Collaborative work with Anna Garrett
Painting as Ruin explores ideas of the deconstructed painting, the materiality and physicality of the painting object: merging the practices of Charlie Betts and Anna Garrett, to celebrate accidental monuments in the ephemeral potential of the combined work.
The collaborative works teeter on the edge of collapse, with a sculptural quality that creates a fresh response to the idea of painting. Painting as Ruin poses the question of the tension between structure and surface. Changing the structural reality of the work, the artists expose the rawness of the canvas and frame – revealing an honest, sensual yet brutal and raw nature to the constructed painting.
The pieces might nod toward the notion of a ‘romantic response’ to ruins, however the artists address a subversion, exposing truth within the painting object, a broken structure that echoes in the ruined architecture.
Painting as Ruin was shown at Harts Lane, London in 2016.
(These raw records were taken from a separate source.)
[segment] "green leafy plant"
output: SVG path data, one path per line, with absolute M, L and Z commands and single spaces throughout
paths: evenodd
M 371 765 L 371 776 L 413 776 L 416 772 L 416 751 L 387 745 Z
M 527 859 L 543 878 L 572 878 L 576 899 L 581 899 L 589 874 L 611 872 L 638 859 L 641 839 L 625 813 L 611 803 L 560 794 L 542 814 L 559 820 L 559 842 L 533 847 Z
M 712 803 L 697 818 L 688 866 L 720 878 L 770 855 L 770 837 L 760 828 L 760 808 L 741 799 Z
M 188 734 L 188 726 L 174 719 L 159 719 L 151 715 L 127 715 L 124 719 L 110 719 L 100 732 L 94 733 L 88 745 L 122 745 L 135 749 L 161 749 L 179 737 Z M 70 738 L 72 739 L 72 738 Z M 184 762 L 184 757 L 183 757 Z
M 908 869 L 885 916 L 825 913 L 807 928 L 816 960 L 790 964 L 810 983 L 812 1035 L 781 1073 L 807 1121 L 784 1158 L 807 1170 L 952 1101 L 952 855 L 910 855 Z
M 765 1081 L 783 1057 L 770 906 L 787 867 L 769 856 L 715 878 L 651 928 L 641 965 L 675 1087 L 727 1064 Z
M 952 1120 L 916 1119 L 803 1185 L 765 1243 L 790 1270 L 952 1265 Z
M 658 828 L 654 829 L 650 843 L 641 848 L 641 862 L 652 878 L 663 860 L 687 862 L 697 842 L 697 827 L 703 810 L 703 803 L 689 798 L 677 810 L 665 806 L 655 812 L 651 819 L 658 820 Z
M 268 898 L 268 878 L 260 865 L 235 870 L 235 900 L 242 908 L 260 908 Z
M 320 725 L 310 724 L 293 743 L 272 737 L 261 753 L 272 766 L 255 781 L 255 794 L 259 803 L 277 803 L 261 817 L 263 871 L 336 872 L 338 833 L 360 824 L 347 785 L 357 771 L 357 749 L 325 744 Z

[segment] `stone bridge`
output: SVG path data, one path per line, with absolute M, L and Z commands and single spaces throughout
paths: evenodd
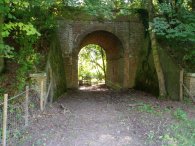
M 67 88 L 78 88 L 78 54 L 89 44 L 99 45 L 106 52 L 107 86 L 115 89 L 135 87 L 158 95 L 150 39 L 143 22 L 139 15 L 112 21 L 58 20 L 48 57 L 52 96 L 60 96 Z M 178 99 L 179 69 L 163 49 L 160 49 L 160 56 L 168 93 Z
M 96 44 L 107 56 L 106 84 L 131 88 L 135 85 L 138 52 L 144 38 L 142 21 L 58 21 L 68 88 L 78 88 L 78 54 L 82 47 Z

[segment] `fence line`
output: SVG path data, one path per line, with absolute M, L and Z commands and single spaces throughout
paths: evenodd
M 15 145 L 19 141 L 33 115 L 44 109 L 43 95 L 43 90 L 28 86 L 14 97 L 4 95 L 4 102 L 0 104 L 0 145 Z

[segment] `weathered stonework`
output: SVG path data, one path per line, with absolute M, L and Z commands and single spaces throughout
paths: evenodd
M 137 18 L 124 21 L 58 20 L 58 37 L 68 88 L 78 88 L 78 54 L 82 47 L 97 44 L 107 56 L 108 86 L 132 88 L 144 39 L 144 26 Z
M 46 96 L 47 93 L 47 75 L 46 73 L 34 73 L 30 74 L 31 78 L 31 87 L 41 94 L 41 88 L 43 89 L 43 96 Z M 41 83 L 42 82 L 42 83 Z M 42 87 L 41 87 L 42 84 Z
M 195 73 L 185 74 L 184 84 L 188 88 L 190 94 L 195 97 Z

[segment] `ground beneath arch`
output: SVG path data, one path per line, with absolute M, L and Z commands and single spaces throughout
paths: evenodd
M 115 92 L 89 87 L 69 91 L 33 117 L 19 145 L 163 145 L 161 137 L 174 122 L 168 109 L 178 107 L 188 110 L 189 116 L 195 115 L 189 105 L 159 101 L 134 90 Z

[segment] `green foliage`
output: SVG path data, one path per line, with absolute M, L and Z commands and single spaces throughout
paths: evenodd
M 138 109 L 142 112 L 155 113 L 154 107 L 150 104 L 142 104 Z
M 174 113 L 174 117 L 178 120 L 187 120 L 187 114 L 182 109 L 178 108 Z
M 152 29 L 158 37 L 173 45 L 175 52 L 183 52 L 185 64 L 195 65 L 195 12 L 191 11 L 186 0 L 157 5 L 157 17 Z M 181 61 L 182 61 L 181 60 Z
M 88 45 L 79 53 L 79 79 L 93 78 L 105 80 L 106 55 L 97 45 Z

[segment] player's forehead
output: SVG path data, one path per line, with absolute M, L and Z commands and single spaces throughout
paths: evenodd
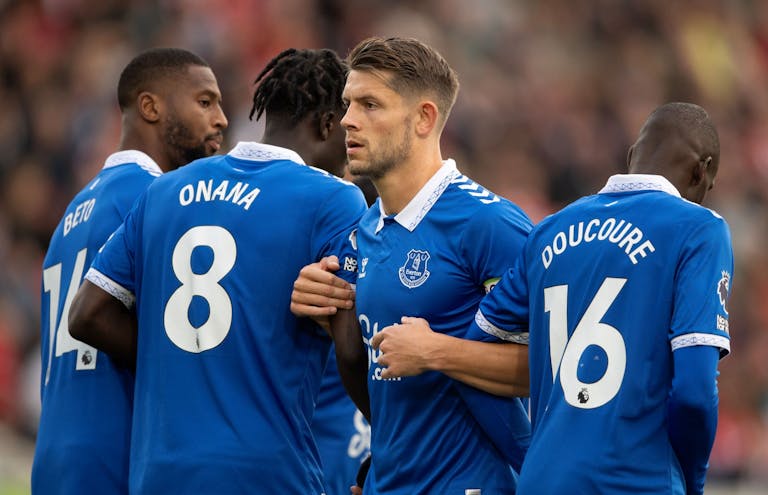
M 342 98 L 352 101 L 366 97 L 392 98 L 397 93 L 390 81 L 392 74 L 386 71 L 351 70 L 344 84 Z
M 219 84 L 216 76 L 210 67 L 202 65 L 190 65 L 183 71 L 178 78 L 171 78 L 166 81 L 170 87 L 167 89 L 171 93 L 189 92 L 194 94 L 210 93 L 211 96 L 221 98 Z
‘ASSEMBLAGE IS METAPHYSICAL AS WELL AS PHYSICAL AND REALISTIC. THE FABRIC OF MEANING WOVEN BY MATERIALS CAN COVER THE DISTANT IN TIME AND SPACE, AWAKENING A ROMANTIC RESPONSE TO RUINS, ARCHITECTURAL AND SCULPTURAL FRAGMENTS AND THE EVOCATIVE RICHNESS OF OLD WALLS OR RITUAL VESSELS. AS ELEMENT IS SET BESIDE ELEMENT, THE MANY QUALITIES AND AURAS OF ISOLATED FRAGMENTS ARE COMPOUNDED, FUSED, CONTRADICTED SO THAT PHYSICAL MATTER BECOMES POETRY.’